Jebu sensed something wrong as soon as he glimpsed the temple. Where there should have been stone walls and towers there was a heap of broken rocks. No rooftops were visible above the jumbled stones. Telling the others to wait, he rode on ahead.

“Earthquake,” one member of a group of monks seated on the tumbled-down monastery walls told him. “Two nights ago the kami of this mountain shook us as a wild horse shakes off a man who tries to ride him. Then it took the form of a shark and opened its mouth and swallowed us by the hundreds.”

“By the hundreds?”

“These brothers you see here are all who are left.” The monk raised an admonitory hand. “You look shocked. Do not be. It is not our way to let disaster overwhelm us. We pass through life leaving no trace. This is as true for hundreds as for one. What happened was neither good nor evil. It simply happened. We will move on.”

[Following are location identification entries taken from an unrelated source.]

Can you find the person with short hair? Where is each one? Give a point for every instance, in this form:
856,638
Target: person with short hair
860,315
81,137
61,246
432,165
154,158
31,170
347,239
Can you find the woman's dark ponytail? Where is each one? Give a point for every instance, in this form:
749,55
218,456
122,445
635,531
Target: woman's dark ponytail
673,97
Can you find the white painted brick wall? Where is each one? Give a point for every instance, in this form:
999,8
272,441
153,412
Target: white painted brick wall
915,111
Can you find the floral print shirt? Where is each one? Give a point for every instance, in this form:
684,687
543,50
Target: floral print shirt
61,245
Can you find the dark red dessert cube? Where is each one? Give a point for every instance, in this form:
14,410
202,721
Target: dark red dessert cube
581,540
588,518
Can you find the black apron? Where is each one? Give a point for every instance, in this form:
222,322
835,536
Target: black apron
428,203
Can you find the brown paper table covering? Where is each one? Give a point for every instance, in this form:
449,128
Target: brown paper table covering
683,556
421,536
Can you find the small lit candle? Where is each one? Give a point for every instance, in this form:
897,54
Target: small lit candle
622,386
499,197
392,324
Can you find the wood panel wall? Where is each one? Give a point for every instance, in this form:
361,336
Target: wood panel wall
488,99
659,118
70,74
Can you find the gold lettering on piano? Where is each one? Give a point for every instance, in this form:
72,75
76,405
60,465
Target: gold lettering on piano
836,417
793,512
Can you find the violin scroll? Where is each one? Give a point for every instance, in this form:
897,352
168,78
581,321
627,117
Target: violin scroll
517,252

“Will you try to rebuild?”

“Perhaps. We will await word from the Council of Abbots on whether to rebuild or simply to join another community. I am sorry we cannot offer you and your party hospitality, but you will be more comfortable sleeping under the stars. And safer. The god of the mountain may shake us again at any time. There is a lovely shrine to the Emperor Jimmu down the road. There you will be protected by the Emperor’s spirit. And there is a view of Heian Kyo. Let me direct you to it.”

Their path took them out of the forest and to the edge of a cliff. Suddenly all of Heian Kyo lay spread out before them on the gently sloping plain below. The sun was low over the mountains in the west, and it bathed the city in the golden glow of late afternoon. The dark rooftops of the city and the trees from which they emerged, stretching into the distance, took on a purple colour and seemed to float in a violet haze.

Jebu recognized the Nine-Fold Enclosure, the grounds of the Imperial palace, from the many descriptions of it he had heard. It was a town in itself. The gigantic Great Hall of State, with its elaborate roof of green glazed tiles, towered over the other buildings. South of the palace enclosure was a spacious park with a large lake, a hill and a thatch-roofed pavilion.

From the centre gate of the palace grounds an avenue as wide as a river, paved with black stone, swept all the way to the southern wall of the city. Other streets running north and south and intersecting with avenues running east and west subdivided the city into many squares, each a park, each dotted with palaces.